Kaya Bey, yanına atlılarını alıp biraz önce obadan çıkmış, geliyordu. At arabasıyla karşılaştığında, üzerinde oğlunu gördü. Atının başını çekti. Oğlu dirseklerine dayanarak oturuyordu.
“Demine değmemiş, buna da şükür!” diyerek, hızla attan inip oğlunu kucakladı.
At üzerindeki delikanlı, başıyla onları selamladı. Arabayı eve yaklaştırıp Süleyman’ı indirdiler. Onu da eve davet ettiler ancak yine, sesini çıkarmayarak sağ elini sol göğsüne koyup arabasına bindi. Süleyman, annesine seslendi;
– “Ana! Bu, sağır galiba. Siz ona işaret ile anlatıverseniz.”
Yiğdekçe birden Süleyman’a gözaltından bakarak anlamlı anlamlı yılıştı. Yanaklarında kızıllıklar peyda oldu. Kaşları gerildi. Süleyman’ın da güleceği tuttu:
– “Bu kız yüzlü eşlikçiden hiç hoşlanmadım. Baksana, üzülecek yere yılışıyor. Yine de doğrusunu söylemek gerekirse, yolları iyi biliyormuş, üzmeden getirdi.” diye söylendi.
Arabacının yanına bir tandır çöreği ve bir kolca sarı yağ alarak gelen ve onu ‘Tanrı yalkasın’(*) duasıyla uğurlayan Burla nine, torununun başucundan ayrılmadı. Merhemini ne Aysenem’e, ne de Kaya Alp’e emanet edemiyordu. İlacı kendi çaldı, yarayı kendi sardı.

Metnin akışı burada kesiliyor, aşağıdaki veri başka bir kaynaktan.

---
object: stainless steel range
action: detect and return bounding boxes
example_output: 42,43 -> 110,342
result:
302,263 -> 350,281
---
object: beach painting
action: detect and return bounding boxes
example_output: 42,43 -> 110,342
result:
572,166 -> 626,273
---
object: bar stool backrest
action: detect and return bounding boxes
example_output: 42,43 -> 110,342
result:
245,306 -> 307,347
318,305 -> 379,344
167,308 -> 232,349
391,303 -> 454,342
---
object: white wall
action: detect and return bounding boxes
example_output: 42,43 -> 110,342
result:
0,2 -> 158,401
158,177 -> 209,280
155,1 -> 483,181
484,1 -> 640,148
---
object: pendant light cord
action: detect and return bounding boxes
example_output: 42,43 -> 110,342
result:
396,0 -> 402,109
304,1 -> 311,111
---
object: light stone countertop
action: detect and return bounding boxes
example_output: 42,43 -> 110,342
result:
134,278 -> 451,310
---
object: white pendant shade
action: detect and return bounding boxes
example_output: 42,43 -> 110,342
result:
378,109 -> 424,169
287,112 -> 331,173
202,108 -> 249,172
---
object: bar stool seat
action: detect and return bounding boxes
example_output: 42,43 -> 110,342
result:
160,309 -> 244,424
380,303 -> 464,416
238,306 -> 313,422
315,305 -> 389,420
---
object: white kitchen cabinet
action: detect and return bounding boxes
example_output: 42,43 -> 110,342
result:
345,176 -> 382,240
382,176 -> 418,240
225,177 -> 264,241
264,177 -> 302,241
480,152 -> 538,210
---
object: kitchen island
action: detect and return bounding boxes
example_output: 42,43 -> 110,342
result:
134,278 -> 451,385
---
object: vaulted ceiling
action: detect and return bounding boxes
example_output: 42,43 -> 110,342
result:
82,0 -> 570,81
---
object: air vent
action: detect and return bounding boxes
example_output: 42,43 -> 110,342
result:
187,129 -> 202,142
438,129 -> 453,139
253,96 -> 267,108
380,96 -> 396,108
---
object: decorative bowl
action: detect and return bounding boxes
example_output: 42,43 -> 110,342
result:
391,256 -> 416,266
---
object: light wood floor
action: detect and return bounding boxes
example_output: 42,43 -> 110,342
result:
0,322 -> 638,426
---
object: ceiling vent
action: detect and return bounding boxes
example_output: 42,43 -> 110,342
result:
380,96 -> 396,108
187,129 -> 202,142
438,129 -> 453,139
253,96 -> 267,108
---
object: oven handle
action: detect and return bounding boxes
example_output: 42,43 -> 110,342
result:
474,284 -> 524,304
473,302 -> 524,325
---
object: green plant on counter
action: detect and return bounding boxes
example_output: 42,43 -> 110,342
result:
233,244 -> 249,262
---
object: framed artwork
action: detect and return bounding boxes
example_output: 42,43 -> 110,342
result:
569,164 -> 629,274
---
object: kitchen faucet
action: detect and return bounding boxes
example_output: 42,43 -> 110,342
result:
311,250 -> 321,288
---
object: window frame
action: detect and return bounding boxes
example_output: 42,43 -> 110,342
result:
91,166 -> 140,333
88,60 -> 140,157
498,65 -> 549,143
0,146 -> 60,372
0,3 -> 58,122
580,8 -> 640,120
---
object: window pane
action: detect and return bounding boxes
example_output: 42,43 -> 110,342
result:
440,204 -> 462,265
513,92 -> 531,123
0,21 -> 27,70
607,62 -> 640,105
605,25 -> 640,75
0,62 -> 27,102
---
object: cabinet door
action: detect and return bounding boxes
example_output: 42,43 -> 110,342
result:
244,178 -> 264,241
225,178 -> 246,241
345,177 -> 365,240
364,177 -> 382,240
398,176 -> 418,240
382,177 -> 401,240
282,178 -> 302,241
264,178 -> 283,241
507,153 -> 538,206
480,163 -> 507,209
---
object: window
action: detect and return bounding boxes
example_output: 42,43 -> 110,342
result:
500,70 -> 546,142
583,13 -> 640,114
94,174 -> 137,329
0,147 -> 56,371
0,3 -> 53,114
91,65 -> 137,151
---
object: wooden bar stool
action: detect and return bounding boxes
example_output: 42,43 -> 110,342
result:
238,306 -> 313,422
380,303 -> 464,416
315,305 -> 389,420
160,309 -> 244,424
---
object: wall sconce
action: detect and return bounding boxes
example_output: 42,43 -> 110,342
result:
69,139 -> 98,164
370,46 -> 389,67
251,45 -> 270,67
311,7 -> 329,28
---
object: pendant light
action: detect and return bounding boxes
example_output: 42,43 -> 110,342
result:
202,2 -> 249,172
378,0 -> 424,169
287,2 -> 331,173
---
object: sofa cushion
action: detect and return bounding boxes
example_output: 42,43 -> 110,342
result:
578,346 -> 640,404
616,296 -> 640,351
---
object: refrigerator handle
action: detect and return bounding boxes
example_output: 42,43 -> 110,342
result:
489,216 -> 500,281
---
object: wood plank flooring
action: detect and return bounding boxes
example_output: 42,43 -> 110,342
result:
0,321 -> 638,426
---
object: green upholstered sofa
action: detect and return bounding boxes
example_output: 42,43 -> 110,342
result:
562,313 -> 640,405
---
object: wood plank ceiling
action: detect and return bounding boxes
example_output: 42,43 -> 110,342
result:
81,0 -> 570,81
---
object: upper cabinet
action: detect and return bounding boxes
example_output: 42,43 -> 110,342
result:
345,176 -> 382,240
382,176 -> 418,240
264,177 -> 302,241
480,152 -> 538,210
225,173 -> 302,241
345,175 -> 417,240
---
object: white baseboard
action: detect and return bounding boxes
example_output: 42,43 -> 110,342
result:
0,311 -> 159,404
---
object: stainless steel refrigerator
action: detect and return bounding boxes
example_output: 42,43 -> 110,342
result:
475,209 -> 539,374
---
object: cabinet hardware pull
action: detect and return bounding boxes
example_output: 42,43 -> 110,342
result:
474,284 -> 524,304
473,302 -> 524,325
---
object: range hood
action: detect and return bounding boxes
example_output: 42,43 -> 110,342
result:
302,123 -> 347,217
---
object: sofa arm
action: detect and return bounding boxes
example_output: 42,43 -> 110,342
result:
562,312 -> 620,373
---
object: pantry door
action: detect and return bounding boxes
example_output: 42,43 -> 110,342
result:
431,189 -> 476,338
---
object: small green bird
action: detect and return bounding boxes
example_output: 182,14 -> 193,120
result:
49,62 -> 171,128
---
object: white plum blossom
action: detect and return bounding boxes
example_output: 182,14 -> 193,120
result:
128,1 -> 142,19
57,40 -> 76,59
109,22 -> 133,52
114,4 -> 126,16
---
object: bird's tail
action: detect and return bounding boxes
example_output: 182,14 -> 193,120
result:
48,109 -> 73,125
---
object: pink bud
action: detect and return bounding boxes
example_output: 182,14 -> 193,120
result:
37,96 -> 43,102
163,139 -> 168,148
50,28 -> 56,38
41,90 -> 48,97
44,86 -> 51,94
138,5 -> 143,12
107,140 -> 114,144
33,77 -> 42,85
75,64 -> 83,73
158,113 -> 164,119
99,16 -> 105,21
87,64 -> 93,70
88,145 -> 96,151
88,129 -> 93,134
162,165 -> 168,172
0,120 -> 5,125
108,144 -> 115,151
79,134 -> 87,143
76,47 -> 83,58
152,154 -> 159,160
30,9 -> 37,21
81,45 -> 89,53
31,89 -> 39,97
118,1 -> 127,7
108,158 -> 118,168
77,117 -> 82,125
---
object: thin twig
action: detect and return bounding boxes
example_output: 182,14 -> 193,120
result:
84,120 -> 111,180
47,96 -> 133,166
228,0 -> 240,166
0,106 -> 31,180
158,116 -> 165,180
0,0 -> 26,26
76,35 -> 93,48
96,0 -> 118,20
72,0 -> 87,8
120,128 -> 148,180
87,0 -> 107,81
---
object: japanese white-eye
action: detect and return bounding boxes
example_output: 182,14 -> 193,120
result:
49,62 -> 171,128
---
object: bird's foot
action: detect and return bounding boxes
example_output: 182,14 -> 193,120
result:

Başına üşüsenlere, başından geçenleri bir bir anlatıp yorulan Süleyman, bu arada, Burla nineye, Kuşçu Sofi’nin selamı olduğunu söyledi. Burla nine donup kaldı, Süleyman’a diklenip baktı.
“Kuşçu Sofi mi dedin? Seni, Sofi mi iyileştirdi. Bu gelen sağır yiğdekçe onun torunu mu?”
Süleyman, ard arda gelen sorulara karşılık vermedi. Nedendir bilinmez, aklına, iki yanağı kızarmış, üstündeki elbiselerine, ayağındaki ayakkabıya gücü yetmeyen, Kuşçu Sofi’nin yanına kattığı genç düştü. İçinden; “Yanına ok ve yay alan kişiye, yayı çekmeye gücün var mı desene!” diye geçirdi.
İKİNCİ BÖLÜM
“Göçe Göç Eyledi Gönül Kervanı…”
Ey ağalar kurdu gördüm, Kurt yerinden durdu gördüm. Ben ağlaman kim ağlasın, Yâr göçen şu yurdu gördüm.
Tabibin dediği gibi, Süleyman’ın kırık yerleri yaşına göre, yirmi iki günde iyileşti. Burla nine, kaya kenarlarından toplanıp kaynatılmış ilacı, torununa içirdi. Süleyman’ın ayağa kalktığında önceleri ata binmeye, obadan uzaklaşmaya bile dermanı yoktu. Kırık, çıkık yerleri iyileşse de ağrısı henüz kesilmemişti. Bu yüzden hep Burla ninenin gözünün önündeydi. Annesi de ayaklarına sürekli porsuk yağı sürüyordu. Obadaki dostları halini-hatırını sormak üzere ara sıra yanına geliyorlar, Tanatar ile Miriçneredeyse hiç yanından ayrılmıyordu..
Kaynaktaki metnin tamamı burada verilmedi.